Ricky Tuner va devenir livreur sous-traitant pour une grosse boîte qui achemine des colis – vous voyez le genre – commandés sur internet. Il investit dans une camionnette en vendant la voiture familiale – celle que sa femme, aide à domicile, utilisait pour travailler – et mise tout sur ce nouvel Eldorado. Mais naviguer dans ce terrain capitaliste flambant neuf requiert des nerfs d’acier. Le moindre pépin peut coûter cher. La pression, la fatigue vont user Ricky et se répercuter sur la vie de chacun des membres de sa jolie petite famille. Pire, être devenu un forçat du libéralisme ne l’aide pas à gagner le respect de son ado de fiston. Rebelle, certainement nihiliste comme tous les ados un peu durs, Seb multiplie les conneries et veut quitter l’école. À quoi bon si c’est pour finir par travailler toute sa vie comme un con ?

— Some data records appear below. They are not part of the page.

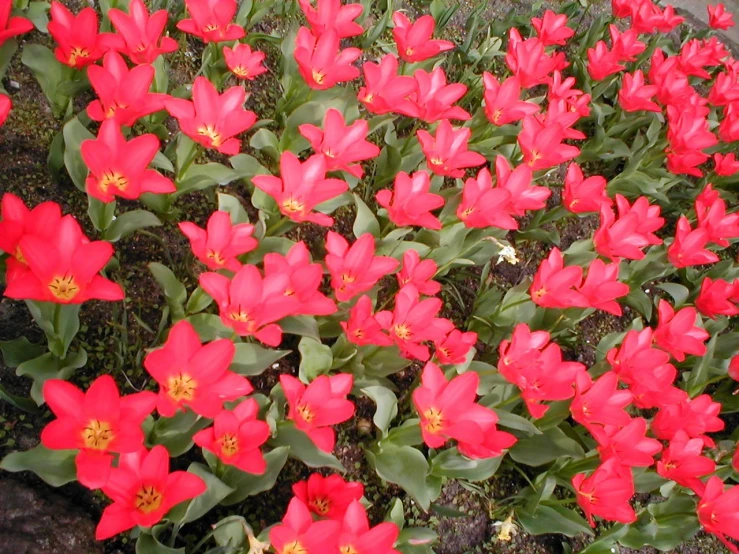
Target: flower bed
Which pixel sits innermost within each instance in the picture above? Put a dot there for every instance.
(345, 269)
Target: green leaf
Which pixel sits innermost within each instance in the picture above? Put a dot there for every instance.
(247, 484)
(174, 291)
(538, 450)
(74, 134)
(315, 359)
(553, 519)
(302, 448)
(453, 465)
(129, 222)
(365, 222)
(252, 359)
(406, 467)
(387, 406)
(201, 505)
(56, 467)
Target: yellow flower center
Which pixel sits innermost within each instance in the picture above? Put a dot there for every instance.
(112, 179)
(78, 52)
(97, 435)
(306, 413)
(294, 548)
(216, 257)
(321, 505)
(229, 444)
(64, 287)
(148, 499)
(181, 387)
(402, 331)
(212, 133)
(433, 421)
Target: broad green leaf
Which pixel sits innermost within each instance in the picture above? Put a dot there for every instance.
(247, 484)
(252, 359)
(302, 448)
(406, 467)
(315, 359)
(129, 222)
(174, 291)
(201, 505)
(56, 467)
(387, 406)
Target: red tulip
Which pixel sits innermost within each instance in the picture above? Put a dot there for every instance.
(628, 444)
(542, 145)
(304, 279)
(715, 298)
(601, 287)
(5, 105)
(211, 20)
(213, 119)
(606, 493)
(194, 375)
(603, 62)
(448, 411)
(552, 28)
(301, 188)
(119, 168)
(717, 512)
(11, 26)
(97, 423)
(710, 210)
(719, 18)
(62, 267)
(362, 328)
(143, 491)
(414, 322)
(414, 40)
(244, 63)
(317, 407)
(529, 62)
(142, 33)
(455, 347)
(418, 273)
(447, 153)
(299, 534)
(250, 304)
(555, 286)
(695, 416)
(433, 99)
(583, 195)
(341, 145)
(410, 202)
(384, 90)
(236, 436)
(357, 537)
(536, 367)
(725, 166)
(123, 94)
(220, 243)
(600, 401)
(682, 462)
(626, 236)
(330, 14)
(678, 334)
(355, 269)
(503, 102)
(484, 205)
(328, 497)
(77, 36)
(18, 221)
(320, 60)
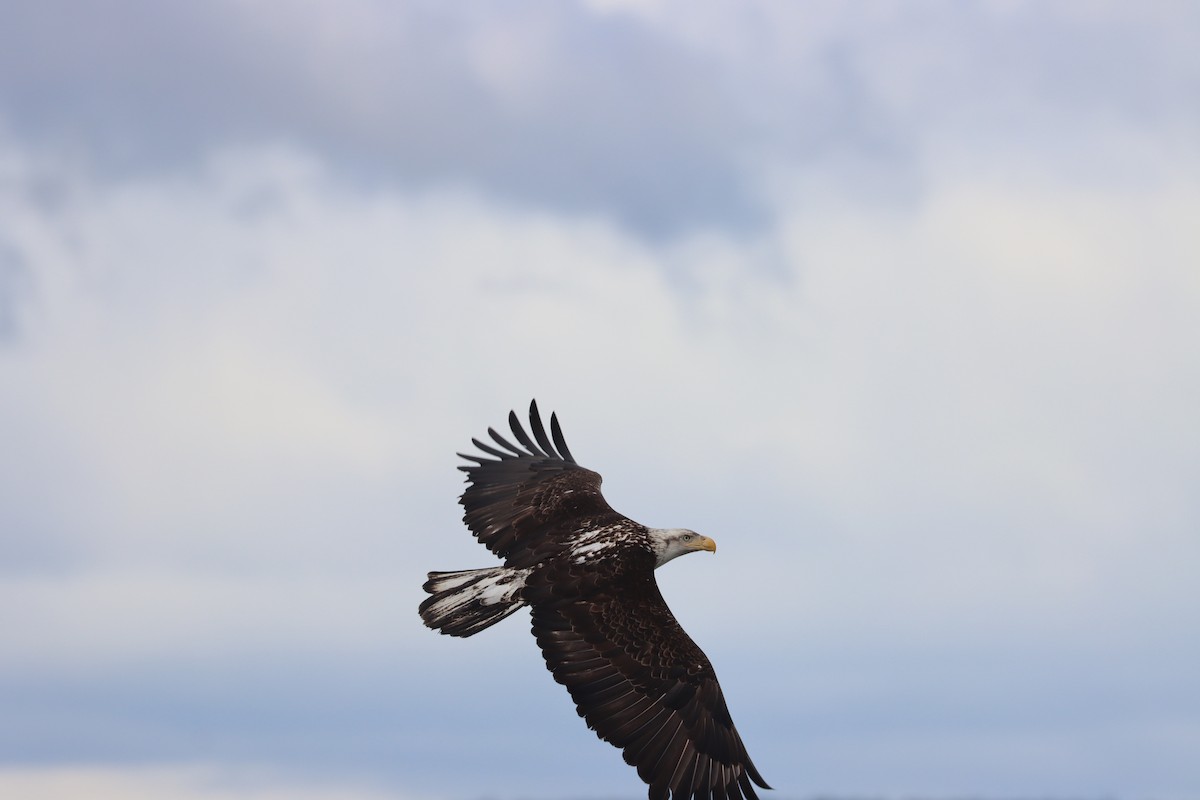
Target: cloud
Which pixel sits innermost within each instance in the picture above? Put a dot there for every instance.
(941, 426)
(912, 336)
(659, 118)
(165, 783)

Il a fallu un petit quart d’heure pour que SORRY WE MISSED YOU nous attrape. On a trouvé que ça jouait un peu faux – le revers de la quête d’authenticité par les acteurs amateurs – et que c’était beaucoup plus didactique que MOI, DANIEL BLAKE, film plus bonhomme et plus aimable. Il faut un temps d’adaptation, c’est tout, une phase d’immersion pour comprendre que Ken Loach va ronger la tragédie moderne à l’os, mettre ses personnages à l’épreuve de la chienne de vie sans aucune respiration. Plus le film se durcit, plus ses comédiens crèvent le cœur. L’octogénaire énervé va finalement nous cueillir grâce à cette famille bouleversante, qui se dissout puis se ressoude au gré des pépins et des drames. Frisant parfois le pathos mais toujours sauvé par son évidente honnêteté et sa dévorante colère, Ken Loach reste digne mais réaliste. Il n’a aucune réponse, et termine son film en s’interrogeant sur la finalité du travail quand il devient dangereux pour la santé.

De Ken Loach. Avec Kris Hitchen, Debbie Honeywood, Rhys Stone. Grande-Bretagne. 1h40. Prochainement

 

 

 

 

Pub
 
 

Les commentaires sont fermés.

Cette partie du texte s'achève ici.